Driving role of climatic and socioenvironmental factors on human brucellosis in China: machine-learning-based predictive analyses

Spatial and temporal distributions of human brucellosis

From 2014 to 2020, 327,456 HB cases were reported in China. In general, the incidence rate of HB had shown a downward trend since 2014 (57,480 cases, 0.35/100,000 people), with the lowest in 2018, when 37,467 cases (0.22/100,000) were reported. Thereafter, the incidence increased slightly, and 46,884 cases (0.28/100,000) were reported in 2020. From 2014 to 2020, the average annual incidence of brucellosis in the Inner Mongolia Autonomous Region was the highest (3.47/100,000), followed by Ningxia (2.78/100,000), Xinjiang (1.93/100,000), Shanxi (1.13/100,000), and Heilongjiang (1.09/100,000). There are 50 cities with an annual average incidence rate greater than 1/100,000, all of which are in northern China. The incidence rate ranges from 7.71/100,000 in Tacheng, Xinjiang Uygur Autonomous Region, to 1/100,000 in Chengde, Hebei Province. Other cities with high incidence rates include Xing’an League (7.14/100,000), Xilingol League (6.13/100,000) and Tongliao City (5.50/100,000) in Inner Mongolia, Hami City (5.62/100,000) in Xinjiang, Altay Region (5.27/100,000) and Changji Hui Autonomous Prefecture (5.11/100,000), and Wuzhong City (5.32/100,000) in Ningxia (see Additional file 1).
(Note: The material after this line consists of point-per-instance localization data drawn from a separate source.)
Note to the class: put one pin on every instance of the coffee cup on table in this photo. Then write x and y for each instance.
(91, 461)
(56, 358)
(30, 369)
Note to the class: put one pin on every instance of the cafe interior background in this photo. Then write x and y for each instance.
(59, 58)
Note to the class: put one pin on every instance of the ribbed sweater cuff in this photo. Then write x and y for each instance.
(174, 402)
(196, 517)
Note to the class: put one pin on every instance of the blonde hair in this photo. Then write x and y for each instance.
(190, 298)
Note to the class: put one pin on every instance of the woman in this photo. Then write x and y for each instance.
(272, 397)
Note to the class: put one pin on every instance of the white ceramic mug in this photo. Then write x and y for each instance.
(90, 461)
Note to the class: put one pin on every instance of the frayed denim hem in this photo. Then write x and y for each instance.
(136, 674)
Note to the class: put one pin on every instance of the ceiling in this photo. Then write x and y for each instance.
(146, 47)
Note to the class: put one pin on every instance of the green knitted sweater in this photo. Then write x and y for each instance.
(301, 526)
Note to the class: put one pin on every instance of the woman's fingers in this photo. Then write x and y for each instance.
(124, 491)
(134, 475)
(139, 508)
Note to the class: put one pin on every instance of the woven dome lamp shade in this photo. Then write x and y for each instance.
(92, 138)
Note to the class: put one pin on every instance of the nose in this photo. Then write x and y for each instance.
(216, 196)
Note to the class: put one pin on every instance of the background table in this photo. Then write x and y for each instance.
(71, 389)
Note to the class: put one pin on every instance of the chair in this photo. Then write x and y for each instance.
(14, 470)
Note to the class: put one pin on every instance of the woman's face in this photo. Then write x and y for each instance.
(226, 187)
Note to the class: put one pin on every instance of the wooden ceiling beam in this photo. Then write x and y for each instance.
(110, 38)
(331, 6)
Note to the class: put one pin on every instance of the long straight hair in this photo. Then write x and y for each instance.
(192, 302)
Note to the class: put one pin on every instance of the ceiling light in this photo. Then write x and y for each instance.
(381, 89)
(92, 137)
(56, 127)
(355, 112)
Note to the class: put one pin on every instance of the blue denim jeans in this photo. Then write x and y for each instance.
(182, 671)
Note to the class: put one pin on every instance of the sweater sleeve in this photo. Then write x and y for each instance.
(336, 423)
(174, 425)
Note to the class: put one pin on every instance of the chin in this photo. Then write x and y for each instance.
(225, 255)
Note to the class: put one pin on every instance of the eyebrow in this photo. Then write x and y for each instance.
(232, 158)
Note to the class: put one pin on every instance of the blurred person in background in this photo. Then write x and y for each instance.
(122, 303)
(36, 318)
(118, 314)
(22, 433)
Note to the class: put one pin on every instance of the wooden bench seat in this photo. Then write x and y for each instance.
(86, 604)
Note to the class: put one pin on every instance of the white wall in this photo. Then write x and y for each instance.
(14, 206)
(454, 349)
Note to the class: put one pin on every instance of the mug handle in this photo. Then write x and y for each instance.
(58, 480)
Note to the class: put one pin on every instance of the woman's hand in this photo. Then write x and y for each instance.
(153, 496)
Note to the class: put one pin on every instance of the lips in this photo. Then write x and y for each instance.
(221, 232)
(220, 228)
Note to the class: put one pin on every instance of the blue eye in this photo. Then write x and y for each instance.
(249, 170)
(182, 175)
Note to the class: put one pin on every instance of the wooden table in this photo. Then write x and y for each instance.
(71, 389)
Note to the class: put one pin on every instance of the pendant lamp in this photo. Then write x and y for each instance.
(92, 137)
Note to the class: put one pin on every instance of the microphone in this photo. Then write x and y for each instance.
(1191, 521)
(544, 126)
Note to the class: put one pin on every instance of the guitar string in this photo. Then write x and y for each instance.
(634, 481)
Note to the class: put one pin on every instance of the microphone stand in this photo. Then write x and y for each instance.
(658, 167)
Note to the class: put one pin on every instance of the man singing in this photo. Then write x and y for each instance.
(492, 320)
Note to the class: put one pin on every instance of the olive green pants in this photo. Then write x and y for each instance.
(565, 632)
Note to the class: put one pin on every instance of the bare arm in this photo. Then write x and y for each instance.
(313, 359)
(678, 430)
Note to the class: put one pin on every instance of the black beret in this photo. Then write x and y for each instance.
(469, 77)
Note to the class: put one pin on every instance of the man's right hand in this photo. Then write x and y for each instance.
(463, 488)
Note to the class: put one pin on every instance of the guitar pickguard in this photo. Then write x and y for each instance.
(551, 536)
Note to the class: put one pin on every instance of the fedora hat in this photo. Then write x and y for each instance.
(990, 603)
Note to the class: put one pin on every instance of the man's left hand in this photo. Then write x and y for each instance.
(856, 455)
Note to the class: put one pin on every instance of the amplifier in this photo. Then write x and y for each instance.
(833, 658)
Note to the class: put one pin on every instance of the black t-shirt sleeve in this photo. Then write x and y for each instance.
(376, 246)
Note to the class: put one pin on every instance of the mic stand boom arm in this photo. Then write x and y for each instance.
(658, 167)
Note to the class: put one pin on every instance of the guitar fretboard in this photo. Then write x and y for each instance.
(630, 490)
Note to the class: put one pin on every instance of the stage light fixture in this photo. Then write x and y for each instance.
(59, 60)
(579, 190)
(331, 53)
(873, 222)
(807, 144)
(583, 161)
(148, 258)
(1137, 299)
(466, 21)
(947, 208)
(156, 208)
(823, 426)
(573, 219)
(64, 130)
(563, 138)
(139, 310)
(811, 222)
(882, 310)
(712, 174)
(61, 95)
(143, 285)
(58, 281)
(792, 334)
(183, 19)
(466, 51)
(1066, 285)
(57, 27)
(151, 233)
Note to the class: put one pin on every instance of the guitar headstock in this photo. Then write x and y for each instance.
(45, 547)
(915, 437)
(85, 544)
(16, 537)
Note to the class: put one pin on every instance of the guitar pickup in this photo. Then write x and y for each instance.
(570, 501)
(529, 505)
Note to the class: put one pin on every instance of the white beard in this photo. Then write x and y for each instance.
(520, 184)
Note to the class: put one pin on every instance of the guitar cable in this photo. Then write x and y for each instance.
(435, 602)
Compared with the annual average incidence rate of HB in 2014–2017, the annual average incidence rate of HB in 2018–2020 in some regions of the Qinghai Tibet Plateau, most regions of Xinjiang, Shaanxi, Shanxi, Henan, and Hebei in the middle, and Shandong, Beijing, and Tianjin in the east has significantly decreased. However, the incidence rate of brucellosis in eastern Tibet, central Gansu, and most parts of the Inner Mongolia Autonomous Region increased significantly (see Additional file 1).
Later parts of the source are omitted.